Moving Priests: Spetchley and Hethe

Fr Anthony Talbot in the chapel at Spetchly Park
Archbishop Longley is moving some priests around in his diocese, and this will effect the provision of the Extraordinary Form in two locations.

Fr Paul Lester is moving away from Holy Trinity, Hethe, and we wish the best in his new parish. He will be leaving on 10th September. It was entirely his initiative to start celebrating the Traditional Mass in the beautiful church of Holy Trinity, and to do so every Sunday, including most recently two Sung Masses a month, and the occasional High Mass with deacon and subdeacon. Among his other achievments as Parish Priest, Fr Lester arranged for Archbishop Longley to celebrate the EF in Holy Trinity, and celebrated Midnight Mass in the church each Christmas.

We are extremely grateful to him for all of this, which has been a tremendous benefit to many supporters of the EF in the area, and to many, indeed, who were able to discover it.

Fr Lester has been in Hethe only three years, but happily what he started will continue.

Fr Anthony Talbot will be moving away from Spetchley Park, where he has been chaplain in the private chapel there. His new role will include celebrating the Traditional Mass in Hethe.

It is a matter of regret that for the moment it would appear that regular Masses will no longer be taking place at Spetchley Park. However, we are very pleased that continuity of the EF at Hethe has been ensured, and I personally look forward to seeing Fr Talbot, a long-standing friend of Tradition, in Holy Trinity.
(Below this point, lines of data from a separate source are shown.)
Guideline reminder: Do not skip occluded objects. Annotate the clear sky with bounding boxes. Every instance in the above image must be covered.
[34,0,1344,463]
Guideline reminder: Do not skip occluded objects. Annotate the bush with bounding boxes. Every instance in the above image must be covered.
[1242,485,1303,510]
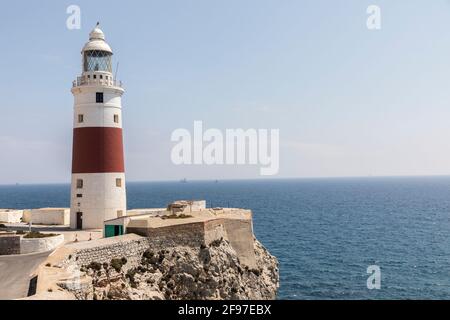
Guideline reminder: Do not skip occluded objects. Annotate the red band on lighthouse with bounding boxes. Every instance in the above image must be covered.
[72,127,125,173]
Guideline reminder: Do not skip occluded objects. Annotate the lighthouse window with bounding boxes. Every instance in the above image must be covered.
[95,92,103,103]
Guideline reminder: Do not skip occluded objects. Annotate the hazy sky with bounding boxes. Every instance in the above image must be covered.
[0,0,450,184]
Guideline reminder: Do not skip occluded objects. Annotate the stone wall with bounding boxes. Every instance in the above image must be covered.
[20,234,64,254]
[0,209,23,223]
[27,208,70,225]
[0,234,20,255]
[63,234,149,268]
[131,222,205,247]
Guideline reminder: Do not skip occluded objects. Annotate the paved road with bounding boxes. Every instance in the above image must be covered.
[0,251,52,300]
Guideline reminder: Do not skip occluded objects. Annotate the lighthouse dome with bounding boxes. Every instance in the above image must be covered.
[83,23,113,54]
[89,25,105,40]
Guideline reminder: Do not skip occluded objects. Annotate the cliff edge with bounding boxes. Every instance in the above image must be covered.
[30,210,279,300]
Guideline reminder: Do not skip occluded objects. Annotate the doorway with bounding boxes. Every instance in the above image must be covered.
[77,212,83,230]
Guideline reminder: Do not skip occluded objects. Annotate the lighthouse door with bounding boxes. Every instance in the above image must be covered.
[77,212,83,230]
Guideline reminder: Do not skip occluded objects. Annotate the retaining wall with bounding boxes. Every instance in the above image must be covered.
[20,234,64,254]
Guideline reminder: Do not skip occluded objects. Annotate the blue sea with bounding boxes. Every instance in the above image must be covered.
[0,177,450,299]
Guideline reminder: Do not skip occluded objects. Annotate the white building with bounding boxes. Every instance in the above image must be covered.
[70,24,126,229]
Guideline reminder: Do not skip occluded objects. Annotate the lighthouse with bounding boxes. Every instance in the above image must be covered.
[70,23,126,229]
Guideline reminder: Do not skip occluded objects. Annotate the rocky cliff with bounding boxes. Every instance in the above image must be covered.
[60,235,279,300]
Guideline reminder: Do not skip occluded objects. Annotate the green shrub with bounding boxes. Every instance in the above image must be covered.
[110,258,127,272]
[87,261,102,271]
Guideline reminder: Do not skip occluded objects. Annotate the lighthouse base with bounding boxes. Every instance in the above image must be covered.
[70,173,126,229]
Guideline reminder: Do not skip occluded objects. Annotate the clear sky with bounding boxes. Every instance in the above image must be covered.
[0,0,450,184]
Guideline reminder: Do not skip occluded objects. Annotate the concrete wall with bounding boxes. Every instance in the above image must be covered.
[0,234,20,255]
[20,234,64,254]
[126,222,205,246]
[22,209,31,223]
[0,209,23,223]
[29,208,70,225]
[63,234,149,268]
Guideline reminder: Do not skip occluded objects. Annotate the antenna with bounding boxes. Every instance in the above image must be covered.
[114,61,119,80]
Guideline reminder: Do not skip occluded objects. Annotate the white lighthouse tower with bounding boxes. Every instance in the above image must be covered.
[70,23,126,229]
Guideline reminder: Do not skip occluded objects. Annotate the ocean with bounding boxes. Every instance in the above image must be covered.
[0,177,450,299]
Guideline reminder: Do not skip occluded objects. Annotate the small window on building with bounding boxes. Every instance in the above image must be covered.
[95,92,103,103]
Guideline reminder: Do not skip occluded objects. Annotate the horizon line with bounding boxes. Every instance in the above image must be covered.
[0,173,450,187]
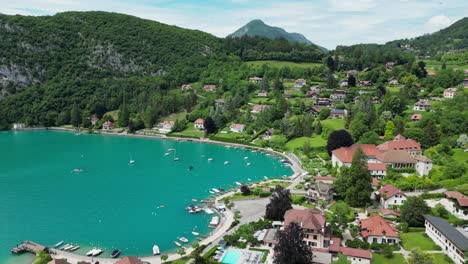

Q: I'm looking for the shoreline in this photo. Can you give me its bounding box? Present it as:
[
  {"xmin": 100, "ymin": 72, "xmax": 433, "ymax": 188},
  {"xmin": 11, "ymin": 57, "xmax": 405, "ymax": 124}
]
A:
[{"xmin": 8, "ymin": 127, "xmax": 307, "ymax": 264}]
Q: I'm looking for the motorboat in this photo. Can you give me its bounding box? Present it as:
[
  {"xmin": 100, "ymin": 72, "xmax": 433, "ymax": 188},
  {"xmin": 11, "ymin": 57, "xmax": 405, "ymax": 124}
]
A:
[
  {"xmin": 111, "ymin": 249, "xmax": 121, "ymax": 258},
  {"xmin": 153, "ymin": 245, "xmax": 161, "ymax": 255},
  {"xmin": 54, "ymin": 240, "xmax": 63, "ymax": 248}
]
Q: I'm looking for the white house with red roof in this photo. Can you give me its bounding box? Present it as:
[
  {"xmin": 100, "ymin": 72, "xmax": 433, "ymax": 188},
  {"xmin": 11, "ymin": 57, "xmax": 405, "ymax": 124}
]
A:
[
  {"xmin": 193, "ymin": 118, "xmax": 205, "ymax": 130},
  {"xmin": 229, "ymin": 124, "xmax": 245, "ymax": 133},
  {"xmin": 376, "ymin": 184, "xmax": 406, "ymax": 208},
  {"xmin": 284, "ymin": 208, "xmax": 331, "ymax": 248},
  {"xmin": 359, "ymin": 215, "xmax": 400, "ymax": 244}
]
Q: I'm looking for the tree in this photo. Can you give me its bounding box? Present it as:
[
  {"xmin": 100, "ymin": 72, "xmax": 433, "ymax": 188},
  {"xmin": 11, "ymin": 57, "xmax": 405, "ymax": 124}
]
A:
[
  {"xmin": 327, "ymin": 129, "xmax": 354, "ymax": 156},
  {"xmin": 70, "ymin": 104, "xmax": 81, "ymax": 127},
  {"xmin": 345, "ymin": 147, "xmax": 372, "ymax": 207},
  {"xmin": 408, "ymin": 249, "xmax": 434, "ymax": 264},
  {"xmin": 273, "ymin": 222, "xmax": 312, "ymax": 264},
  {"xmin": 400, "ymin": 196, "xmax": 431, "ymax": 226},
  {"xmin": 265, "ymin": 185, "xmax": 292, "ymax": 221},
  {"xmin": 203, "ymin": 116, "xmax": 216, "ymax": 134},
  {"xmin": 384, "ymin": 120, "xmax": 395, "ymax": 141}
]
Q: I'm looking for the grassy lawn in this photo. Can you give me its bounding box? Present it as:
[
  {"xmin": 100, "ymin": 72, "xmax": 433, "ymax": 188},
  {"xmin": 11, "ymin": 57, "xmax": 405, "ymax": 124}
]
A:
[
  {"xmin": 245, "ymin": 60, "xmax": 323, "ymax": 68},
  {"xmin": 400, "ymin": 232, "xmax": 439, "ymax": 250},
  {"xmin": 286, "ymin": 136, "xmax": 327, "ymax": 151},
  {"xmin": 431, "ymin": 254, "xmax": 453, "ymax": 264},
  {"xmin": 372, "ymin": 253, "xmax": 406, "ymax": 264},
  {"xmin": 320, "ymin": 118, "xmax": 344, "ymax": 130},
  {"xmin": 170, "ymin": 123, "xmax": 205, "ymax": 138}
]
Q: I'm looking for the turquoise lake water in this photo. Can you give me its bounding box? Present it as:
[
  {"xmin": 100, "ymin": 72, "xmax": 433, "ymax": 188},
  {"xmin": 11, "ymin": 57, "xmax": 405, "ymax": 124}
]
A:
[{"xmin": 0, "ymin": 131, "xmax": 292, "ymax": 263}]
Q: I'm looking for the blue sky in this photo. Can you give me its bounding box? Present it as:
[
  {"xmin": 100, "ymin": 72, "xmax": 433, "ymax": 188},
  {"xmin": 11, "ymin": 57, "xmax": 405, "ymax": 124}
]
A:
[{"xmin": 0, "ymin": 0, "xmax": 468, "ymax": 49}]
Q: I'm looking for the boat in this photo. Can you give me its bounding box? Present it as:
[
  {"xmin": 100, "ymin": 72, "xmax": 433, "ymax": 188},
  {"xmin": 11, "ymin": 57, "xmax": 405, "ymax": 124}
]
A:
[
  {"xmin": 69, "ymin": 246, "xmax": 80, "ymax": 251},
  {"xmin": 93, "ymin": 248, "xmax": 104, "ymax": 257},
  {"xmin": 63, "ymin": 244, "xmax": 75, "ymax": 250},
  {"xmin": 111, "ymin": 249, "xmax": 121, "ymax": 258},
  {"xmin": 60, "ymin": 244, "xmax": 70, "ymax": 250},
  {"xmin": 153, "ymin": 245, "xmax": 161, "ymax": 255},
  {"xmin": 54, "ymin": 240, "xmax": 63, "ymax": 248}
]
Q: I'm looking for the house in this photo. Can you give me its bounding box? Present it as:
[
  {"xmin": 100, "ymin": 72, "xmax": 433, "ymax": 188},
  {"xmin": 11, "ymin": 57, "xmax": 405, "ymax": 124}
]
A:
[
  {"xmin": 367, "ymin": 163, "xmax": 387, "ymax": 179},
  {"xmin": 262, "ymin": 128, "xmax": 273, "ymax": 140},
  {"xmin": 388, "ymin": 77, "xmax": 398, "ymax": 85},
  {"xmin": 159, "ymin": 120, "xmax": 175, "ymax": 134},
  {"xmin": 444, "ymin": 88, "xmax": 457, "ymax": 98},
  {"xmin": 307, "ymin": 181, "xmax": 334, "ymax": 204},
  {"xmin": 385, "ymin": 61, "xmax": 395, "ymax": 69},
  {"xmin": 115, "ymin": 257, "xmax": 144, "ymax": 264},
  {"xmin": 180, "ymin": 84, "xmax": 192, "ymax": 92},
  {"xmin": 249, "ymin": 76, "xmax": 263, "ymax": 83},
  {"xmin": 445, "ymin": 191, "xmax": 468, "ymax": 220},
  {"xmin": 257, "ymin": 90, "xmax": 268, "ymax": 97},
  {"xmin": 215, "ymin": 99, "xmax": 224, "ymax": 106},
  {"xmin": 229, "ymin": 124, "xmax": 245, "ymax": 133},
  {"xmin": 358, "ymin": 215, "xmax": 400, "ymax": 245},
  {"xmin": 377, "ymin": 135, "xmax": 422, "ymax": 156},
  {"xmin": 376, "ymin": 184, "xmax": 406, "ymax": 208},
  {"xmin": 414, "ymin": 155, "xmax": 432, "ymax": 176},
  {"xmin": 340, "ymin": 80, "xmax": 348, "ymax": 88},
  {"xmin": 413, "ymin": 99, "xmax": 432, "ymax": 111},
  {"xmin": 410, "ymin": 114, "xmax": 422, "ymax": 122},
  {"xmin": 332, "ymin": 144, "xmax": 381, "ymax": 167},
  {"xmin": 294, "ymin": 79, "xmax": 307, "ymax": 89},
  {"xmin": 315, "ymin": 98, "xmax": 331, "ymax": 106},
  {"xmin": 424, "ymin": 215, "xmax": 468, "ymax": 264},
  {"xmin": 358, "ymin": 81, "xmax": 374, "ymax": 87},
  {"xmin": 330, "ymin": 108, "xmax": 348, "ymax": 118},
  {"xmin": 250, "ymin": 105, "xmax": 270, "ymax": 114},
  {"xmin": 203, "ymin": 84, "xmax": 216, "ymax": 92},
  {"xmin": 284, "ymin": 208, "xmax": 331, "ymax": 248},
  {"xmin": 193, "ymin": 118, "xmax": 205, "ymax": 130},
  {"xmin": 379, "ymin": 208, "xmax": 400, "ymax": 218},
  {"xmin": 102, "ymin": 121, "xmax": 114, "ymax": 130}
]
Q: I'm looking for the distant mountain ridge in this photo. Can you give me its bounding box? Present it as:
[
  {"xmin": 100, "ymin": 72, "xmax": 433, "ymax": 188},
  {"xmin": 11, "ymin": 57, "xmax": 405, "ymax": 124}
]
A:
[{"xmin": 227, "ymin": 19, "xmax": 327, "ymax": 51}]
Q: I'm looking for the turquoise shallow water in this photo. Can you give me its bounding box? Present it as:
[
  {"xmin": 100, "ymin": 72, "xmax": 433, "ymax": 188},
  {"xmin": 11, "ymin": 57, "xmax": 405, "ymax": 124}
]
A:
[{"xmin": 0, "ymin": 131, "xmax": 292, "ymax": 263}]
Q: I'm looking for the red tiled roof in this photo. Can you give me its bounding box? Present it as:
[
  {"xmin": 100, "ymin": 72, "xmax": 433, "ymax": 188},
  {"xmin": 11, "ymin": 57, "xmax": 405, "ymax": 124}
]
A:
[
  {"xmin": 284, "ymin": 209, "xmax": 325, "ymax": 232},
  {"xmin": 359, "ymin": 215, "xmax": 399, "ymax": 238},
  {"xmin": 378, "ymin": 184, "xmax": 402, "ymax": 200},
  {"xmin": 367, "ymin": 163, "xmax": 387, "ymax": 171},
  {"xmin": 332, "ymin": 144, "xmax": 381, "ymax": 163},
  {"xmin": 341, "ymin": 247, "xmax": 372, "ymax": 259},
  {"xmin": 445, "ymin": 191, "xmax": 468, "ymax": 207}
]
We are very grateful to Archbishop Longley for bearing in mind the needs of the traditional faithful in Hethe, as he juggles his limited resources in his enormous diocese.

If there is a short gap between Fr Lester's departure and Fr Talbot's arrival in Hethe, the Latin Mass Society will do its best to arrange for the regular Sunday Masses at 12 noon to continue without a break.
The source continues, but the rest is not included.